The first time I listened to Undlin & Wolfe’s new album, I found myself replaying the last two songs again and again, caught between the soulfulness of “Heart of the Wood” (particularly at the 2:45 mark, when singer Siri Undlin lets it rip) and the aching beauty of the title track “How Far.” I felt invited into these two energies—the fierceness and the softness, the wildness and the wondering.
This is the first full-length album from the alt-folk duo, who met years ago at a performing-arts high school in Minnesota. Their music is earnest and intimate, sparse yet smart, and you can feel its ancestry in the odes to northern life, whether it’s the woods of the Midwest or the winds of Reykjavik, where Siri spent time studying how different cultures use music to tell stories.
The stories being told in this album are ones of love, loss, inner and outer exploration, and deep connection to nature, as in the poetic “Canopy,” where Siri sings, “I will crawl into the earth and let her cradle me.”
Dexter and Siri are talented musicians who harmonize beautifully together, and each imprints a different feel as they trade off on lead vocals.
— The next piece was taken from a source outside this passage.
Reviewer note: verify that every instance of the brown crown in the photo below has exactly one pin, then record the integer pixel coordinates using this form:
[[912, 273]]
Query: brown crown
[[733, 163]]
I found myself most drawn in by Siri’s haunting voice on songs like “Ruin,” “Reykjavik,” and “Heart of the Wood,” which was inspired by Clarissa Pinkola Estés’ book “Women Who Run with the Wolves.” With lines like “There are beasts between these trees / I am no less than the least of these,” Siri captures how we as women are intricately tied to the wildness of nature.
“‘[It] was very much inspired by ‘Women Who Run with the Wolves,’” says Siri. “Mostly the idea that being a strong, wild woman has nothing to do with avoiding adversity and that if you’re able to truly embody the spirit we inherit from our female ancestors, we will surely have our hearts broken. Again and again.”
From its heartbreak to its quiet joys, this album feels like fitting background music for this time of year: both lovely and a little melancholy, inviting us to cozy up and turn inward.